Returning "nearest in document" matches using XPath

Discussion in 'XML' started by Nick Leverton, Dec 5, 2008.

  1. I have an application which attempts to describe a tree of TCP subnets,
    which in essence are not fully accessible from each other. I have a
    description of the network in XML as shown in the excerpt below.

    The application is actually trying to optimise delivery of large files
    to multiple destinations over expensive links, so it's not just a matter
    of opening up firewalls and adding a bit of NATting. To avoid duplicated
    transfers I need to know what is the nearest machine which leads onto
    the ultimate destination for the file I am currently handling.

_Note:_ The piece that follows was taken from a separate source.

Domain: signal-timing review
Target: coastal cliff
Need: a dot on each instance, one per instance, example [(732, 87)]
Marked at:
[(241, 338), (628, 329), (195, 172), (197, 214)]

    So for instance files destined for units 26 and 27 are first delivered
    to node V9990 which then delivers them to V9991, to which 26 and 27
    are directly attached. The distinction between nodes and units isn't
    important for this part of the task. The ID attribute defines the
    ultimate destination which I am trying to reach and each ID is unique,
    so there is only one "nearest" IP address corresponding to each ID.

    <?xml version="1.0"?>
    <nodes>
    <node id="V9990" ip="1.1.1.1">
    <unit id="23" ip="10.10.10.10"/>
    <unit id="24" ip="10.10.10.11"/>
    <node id="V9991" ip="10.10.10.12">
    <unit id="26" ip="192.168.0.1"/>
    <unit id="27" ip="192.168.0.2"/>
    </node>
    </node>
    <node id="V9992" ip="2.2.2.2">
    <node id="V9993" ip="10.10.10.10">
    <unit id="21"/>
    <unit id="22"/>
    </node>
    </node>
    </nodes>

    To simplify network maintenance I would like to use the same config file
    on all the "nodes", and to modify the XPath query with extra terms on
    the sub-nodes. In other words, on the "root" machine a query for id=26
    will return ip=1.1.1.1, but on node V9990 a query for id=26 will return
    ip=10.10.10.12

    In summary, what I want to do is to retrieve the nearest ip attribute
    in the document which has a given id attribute as a descendant. I am
    currently using the following XPath:

    Querying from the root:
    descendant-or-self::*[@ip and descendant-or-self::*[@id="26"]][last()]/@ip

    I used descendant-or-self as the first term here rather than //*
    because I don't want XPath to descend the doc and return all matches,
    only the node which matches nearest the root of the XML document.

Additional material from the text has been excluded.